Dose-finding Study of Metformin With Chemoradiation in Locally Advanced Head and Neck Squamous Cell Carcinoma

May 29, 2020 updated by: Trisha Wise-Draper, University of Cincinnati

A Phase I Dose-finding Study of Metformin in Combination With Concurrent Cisplatin and Radiation in Patients With Locally Advanced Head and Neck Squamous Cell Carcinoma

The purpose of this research study is to test the safety of adding metformin to standard of care. The standard of care treatment will be cisplatin once every 3 weeks for 3 treatments and radiation for 7 weeks.

Metformin is a medication that is currently used to treat diabetes. Increasing amounts of metformin will be given to groups of patients already receiving normal treatment for their cancer to see if metformin causes any good effects by killing your cancer or bad effects (side effects).

Study Overview

Status

Completed

Conditions

Intervention / Treatment

Detailed Description

Patients were registered by contacting the University of Cincinnati Clinical Trials Office. Patients must be registered and consent obtained prior to initiation of any protocol therapy.

Treatment was administered on an outpatient basis. Adverse events and potential risks for metformin and cisplatin and radiation were reported.

Patients must have screening labs performed within 2 weeks of start of treatment including a complete blood count, liver function tests, metabolic renal panel including magnesium, vitamin B12 level, lactate, and C-peptide. Renal panel must be verified within 24 hours of cisplatin administration. They must fulfill inclusion criteria.

The recommended starting dose of metformin in diabetic patients is 500mg orally twice a day which can be escalated by 500mg increments weekly as tolerated with the maximum recommended daily dose of 2550mg.

Cisplatin was given either before or after the radiation therapy fraction that is given on the same day. If radiation is held for more than 2 days (for any reason), cisplatin may be held as well until radiation resumes.

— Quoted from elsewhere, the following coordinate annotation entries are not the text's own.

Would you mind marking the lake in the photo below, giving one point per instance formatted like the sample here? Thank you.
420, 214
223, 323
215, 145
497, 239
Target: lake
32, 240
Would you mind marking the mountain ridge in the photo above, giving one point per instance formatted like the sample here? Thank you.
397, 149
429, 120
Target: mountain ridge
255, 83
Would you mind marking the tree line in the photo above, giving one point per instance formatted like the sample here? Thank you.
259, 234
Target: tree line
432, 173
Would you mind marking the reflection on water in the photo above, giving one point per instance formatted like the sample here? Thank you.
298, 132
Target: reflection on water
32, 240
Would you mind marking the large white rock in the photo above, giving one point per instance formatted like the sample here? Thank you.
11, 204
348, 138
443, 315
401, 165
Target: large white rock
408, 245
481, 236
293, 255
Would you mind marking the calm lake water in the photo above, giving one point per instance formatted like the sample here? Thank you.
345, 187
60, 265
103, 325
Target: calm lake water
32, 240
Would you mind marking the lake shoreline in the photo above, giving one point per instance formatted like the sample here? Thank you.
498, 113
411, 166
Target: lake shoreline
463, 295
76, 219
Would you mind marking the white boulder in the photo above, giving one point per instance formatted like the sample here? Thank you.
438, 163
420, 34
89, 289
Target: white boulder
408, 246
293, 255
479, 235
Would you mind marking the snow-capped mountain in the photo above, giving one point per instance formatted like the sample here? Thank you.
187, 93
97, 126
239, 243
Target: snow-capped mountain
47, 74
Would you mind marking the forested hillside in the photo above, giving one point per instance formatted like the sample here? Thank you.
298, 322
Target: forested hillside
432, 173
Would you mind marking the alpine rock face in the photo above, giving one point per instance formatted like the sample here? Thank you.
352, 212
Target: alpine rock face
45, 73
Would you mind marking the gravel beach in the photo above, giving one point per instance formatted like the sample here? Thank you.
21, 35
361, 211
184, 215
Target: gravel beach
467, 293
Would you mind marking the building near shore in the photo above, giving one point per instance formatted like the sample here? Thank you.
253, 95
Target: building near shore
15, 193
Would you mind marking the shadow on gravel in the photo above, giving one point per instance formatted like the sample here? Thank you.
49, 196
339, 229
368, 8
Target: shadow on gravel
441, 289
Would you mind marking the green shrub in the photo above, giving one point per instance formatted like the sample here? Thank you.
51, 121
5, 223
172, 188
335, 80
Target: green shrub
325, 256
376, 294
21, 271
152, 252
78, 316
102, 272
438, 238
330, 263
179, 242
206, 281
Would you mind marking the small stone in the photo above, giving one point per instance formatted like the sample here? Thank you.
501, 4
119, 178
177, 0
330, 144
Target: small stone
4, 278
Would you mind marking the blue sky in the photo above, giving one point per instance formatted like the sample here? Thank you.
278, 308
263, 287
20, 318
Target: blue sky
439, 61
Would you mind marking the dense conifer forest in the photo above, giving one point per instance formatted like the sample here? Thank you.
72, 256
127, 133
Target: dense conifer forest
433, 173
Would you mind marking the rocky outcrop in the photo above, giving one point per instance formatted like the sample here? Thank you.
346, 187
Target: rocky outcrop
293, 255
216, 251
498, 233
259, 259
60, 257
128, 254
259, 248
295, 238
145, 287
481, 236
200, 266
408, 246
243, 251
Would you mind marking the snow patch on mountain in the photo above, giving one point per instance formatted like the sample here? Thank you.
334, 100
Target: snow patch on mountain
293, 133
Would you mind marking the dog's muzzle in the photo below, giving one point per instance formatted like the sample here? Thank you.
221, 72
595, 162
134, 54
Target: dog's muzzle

The prescribed radiotherapy dose was be 70 Gy in 2 Gy once-daily fraction size (total of 35 fractions).

Study Type

Interventional

Enrollment (Actual)

20

Phase

  • Phase 1

Contacts and Locations

This section provides the contact details for those conducting the study, and information on where this study is being conducted.

Study Locations

  • United States
    • Ohio
      • Cincinnati, Ohio, United States, 45267
        • University of Cincinnati Cancer Institute

Participation Criteria

Researchers look for people who fit a certain description, called eligibility criteria. Some examples of these criteria are a person's general health condition or prior treatments.

Eligibility Criteria

Ages Eligible for Study

18 years and older (Adult, Older Adult)

Accepts Healthy Volunteers

No

Genders Eligible for Study

All

Description

Inclusion Criteria:

  • Locally advanced squamous cell cancer of the head and neck, stage III or IV disease (T1-2, N2a-3 or T3-4).
  • Measurable disease
  • No prior chemotherapy or radiation for head and neck squamous cell cancer
  • Life expectancy of greater than 3 months.
  • Adequate labs

Exclusion Criteria:

  • Known metastatic disease.
  • Nasopharyngeal carcinoma
  • History of allergic reactions attributed to metformin or other agents used in study.
  • Known diagnosis of diabetes requiring insulin for control.
  • Administration of metformin within last 4 weeks.

Study Plan

This section provides details of the study plan, including how the study is designed and what the study is measuring.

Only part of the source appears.